Defendant Martha Raber and her husband are owners of a farm in Clay County, Illinois, which is located across the road from a farm of Raymond Ellis. The record shows that there was a dispute between Raymond Ellis and the Rabers as to the ownership of certain straw lying in a field on the Raber farm and that on July 11 or 13, 1967, Raymond Ellis sent his son, Jim, Bill Willis, a farm hand, and Mark Perrine, a fifteen year old farm employee and also the complaining witness in this case, onto the defendant's field to bale and haul away the straw without permission from the Rabers to enter upon the land and without giving notice of his entry. When the defendant saw the truck and tractor come into her field, she picked up an unloaded shotgun and went outside. Her husband was bedridden at that time. Witnesses for the prosecution testified that defendant walked out to where the hands had begun to bale and load the straw, pointed the gun at Mark Perrine and said, "If you don't get out of here, I'll blow your heads off." The three of them immediately left the property. Defendant and witnesses for the defense testified that she stepped out to the edge of the stubble field and when the hands saw her, they left. These witnesses testified that she was several hundred feet away from the farm hands and that she never said anything to them.
In either event, we do not question the jury finding that the defendant's conduct constituted assault within the meaning of Ill. Rev. Stat. 1967, ch. 38, par. 12-1, which provides that:
"A person commits an assault when, without lawful authority, he engages in conduct which places another in reasonable apprehension of receiving a battery." Par. 12-1(a).
However, Ill. Rev. Stat. 1967, ch. 38, par. 7-3 provides:
"A person is justified in the use of force against another when and to the extent that he reasonably believes that such conduct is necessary to prevent or terminate such other's trespass on or other tortious or criminal interference with either real property (other than a dwelling) or personal property, lawfully in his possession or in the possession of another who is a member of his immediate family or household or of a person whose property he has a legal duty to protect.
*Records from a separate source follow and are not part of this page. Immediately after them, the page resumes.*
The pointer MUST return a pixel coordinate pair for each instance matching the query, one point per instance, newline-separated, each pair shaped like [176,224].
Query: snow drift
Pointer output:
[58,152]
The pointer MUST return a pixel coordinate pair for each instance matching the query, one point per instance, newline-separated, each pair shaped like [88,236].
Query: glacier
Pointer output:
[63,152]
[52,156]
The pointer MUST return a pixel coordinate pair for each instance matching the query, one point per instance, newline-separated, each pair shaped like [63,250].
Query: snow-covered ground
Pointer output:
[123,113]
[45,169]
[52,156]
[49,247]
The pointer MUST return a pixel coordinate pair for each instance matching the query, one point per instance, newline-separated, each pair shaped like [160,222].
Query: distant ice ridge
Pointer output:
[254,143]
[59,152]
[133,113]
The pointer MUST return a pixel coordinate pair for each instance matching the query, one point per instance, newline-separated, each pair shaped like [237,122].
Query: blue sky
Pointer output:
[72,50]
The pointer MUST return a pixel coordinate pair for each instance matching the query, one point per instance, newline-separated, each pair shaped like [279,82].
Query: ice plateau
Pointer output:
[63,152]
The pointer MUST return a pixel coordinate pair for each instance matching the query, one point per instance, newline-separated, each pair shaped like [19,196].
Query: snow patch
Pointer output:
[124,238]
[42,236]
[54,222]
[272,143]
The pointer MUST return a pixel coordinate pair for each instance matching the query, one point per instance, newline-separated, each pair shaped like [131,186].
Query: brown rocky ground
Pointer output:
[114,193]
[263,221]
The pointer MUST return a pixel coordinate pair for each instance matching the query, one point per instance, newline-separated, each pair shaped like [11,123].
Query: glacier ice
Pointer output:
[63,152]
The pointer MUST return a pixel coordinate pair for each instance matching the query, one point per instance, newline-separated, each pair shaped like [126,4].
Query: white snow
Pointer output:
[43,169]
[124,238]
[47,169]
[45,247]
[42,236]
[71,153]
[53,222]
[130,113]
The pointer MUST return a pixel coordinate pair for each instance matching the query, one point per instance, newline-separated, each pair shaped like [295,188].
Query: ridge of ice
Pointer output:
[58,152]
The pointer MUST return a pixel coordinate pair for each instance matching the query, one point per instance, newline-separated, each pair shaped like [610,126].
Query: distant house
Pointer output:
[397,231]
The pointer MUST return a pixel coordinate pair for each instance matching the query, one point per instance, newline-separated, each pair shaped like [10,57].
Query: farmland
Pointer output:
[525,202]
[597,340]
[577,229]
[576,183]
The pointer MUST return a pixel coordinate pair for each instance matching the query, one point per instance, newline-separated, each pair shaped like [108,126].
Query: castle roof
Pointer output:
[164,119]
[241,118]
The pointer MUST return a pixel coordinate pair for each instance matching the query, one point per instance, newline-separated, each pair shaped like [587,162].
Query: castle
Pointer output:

However, he is justified in the use of force which is intended or likely to cause death or great bodily harm only if he reasonably believes that such force is necessary to prevent the commission of a forcible felony."
• 1 Defendant raised this defense and the jury was properly instructed on it. It is clear that where the defendant raises the issue of justification as an affirmative defense by presenting some evidence on it, the state must sustain the burden of proving the defendant guilty beyond a reasonable doubt as to that issue together with all the other elements of the offense. Ill. Rev. Stat. 1967, ch. 38, par. 3-2(b).
The complaining witness and the other two farm hands were committing a trespass and were removing personal property from defendant's land which the evidence shows she reasonably believed to be hers. The fact that the complaining witness Mark Perrine was not personally involved in the dispute over the straw and had been ordered by his employer to enter the defendant's field does not make him any less a trespasser. Assuming that the state's witnesses' version of the incident to be true, at worst defendant used an unloaded gun with the threat, "If you don't get out of here, I'll blow your heads off." (Emphasis added.) She obviously had no present capability of inflicting injury or carrying out her threat, and she was not employing force which was intended or which was likely to cause death or great bodily harm. The record also shows that she believed Raymond Ellis thought that the straw was his and that he intended, either personally or through his employees, to remove it even against her wishes.
• 2 In view of the dispute over the ownership and the employment of selfhelp by Raymond Ellis to resolve it along with the other circumstances surrounding the incident, we believe that the State has failed to prove beyond a reasonable doubt that the defendant's conduct was not justified and therefore the judgment of conviction is reversed.
EBERSPACHER and GOLDENHERSH, JJ., concur.